Protect Democracy Launches

Today, Protect Democracy launched, a website dedicated to the stories of communities affected by President Trump’s illegal national emergency declaration to build a U.S.-Mexico border wall. Protect Democracy represents El Paso County, Texas, and the Border Network for Human Rights in a lawsuit contesting the legality and constitutionality of the emergency declaration. A hearing in the lawsuit will take place on Thursday, August 29 at 10:30am MT at the Albert Armendariz Senior U.S. Courthouse in El Paso, TX.

Fernando Garcia, Executive Director of the Border Network for Human Rights, said: “Our lawsuit against President Trump’s national emergency declaration is about the Constitution and preserving our system of checks and balances, but it’s also about people. Everyday people have been harmed by this illegal emergency declaration—and by the way the President characterized our community to justify the declaration. With this website, we hope to recenter the conversation around the human beings at the center of this controversy, and how the President’s illegal action has affected the community. Unconstitutional behavior by our leaders inflicts real harm on real people.”

Ricardo A. Samaniego, El Paso County Judge and presiding official over county government, said: “Before President Trump announced his national emergency declaration along the Southern border, El Paso County was one of the safest communities in the United States. He never reached out to community leaders to determine if there was actually an emergency. Instead, he attacked our community as “dangerous” and “crime infested.” This emergency declaration–and the President’s rhetoric around it–have done tremendous damage to El Paso County’s people, reputation, and economy, and we believe the world should hear the stories of those who have been negatively affected.”

The website contains testimonials from members of the El Paso community, including Mr. Garcia, business leaders, and everyday citizens. It also provides photos and descriptions of the El Paso area rooted in facts and respect for the community, and lays out the other lawsuits that have been filed to challenge the President’s national emergency declaration. The site will be a resource for those interested in how the emergency declaration is playing out on the ground as litigation progresses.


Following the President’s national emergency declaration, Protect Democracy and a bipartisan legal team filed a lawsuit seeking an injunction to block it from taking effect because the President’s actions violated our constitutional system of checks and balances. The complaint explains how the President, in response to Congress denying his desired funding for a border wall, usurped Congress’s constitutional authority to appropriate government funds and violated numerous provisions of federal law.

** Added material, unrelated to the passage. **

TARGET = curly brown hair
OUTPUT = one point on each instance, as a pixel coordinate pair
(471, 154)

The complaint also explains how the President’s actions inflicted  injuries on the plaintiffs: El Paso County, Texas, and the Border Network for Human Rights—a nonprofit organization dedicated to ensuring the participation of marginalized border communities to defend and promote human and civil rights.

In issuing his proclamation, the President admitted that the claim of an “emergency” at the border was disingenuous and that he “didn’t need to do [it].” This is inconsistent with his oath to “take care that the laws be faithfully executed.” The President’s power grab also undermines the ability of communities, including the community of El Paso, to exercise self-government through their elected representatives.

This poses a profound danger to the American people and our constitutional democracy. As Protect Democracy advisers and authors of “How Democracies Die,” Daniel Ziblatt and Steven Levitsky, warned in The New York Times, “National emergencies can threaten the constitutional balance even under democratically minded presidents like Abraham Lincoln and Franklin Roosevelt. But they can be fatal under would-be autocrats . . . Crises present such great opportunities for concentrating power that would-be autocrats often manufacture them . . .  [T]hese developments should set off alarm bells. Our president is behaving like an autocrat.”

The bipartisan legal team came together on this case to defend the Constitution’s separation of powers and prevent the President from successfully usurping Congress’s constitutional power. The team includes former Acting Attorney General Stuart Gerson, a top aide to President George H.W. Bush; Harvard Law Professor Laurence Tribe, one of the nation’s leading constitutional law experts who represented Al Gore in Bush v. Gore; the Niskanen Center, a center-right policy think tank; and the law firm Willkie Farr & Gallagher LLP.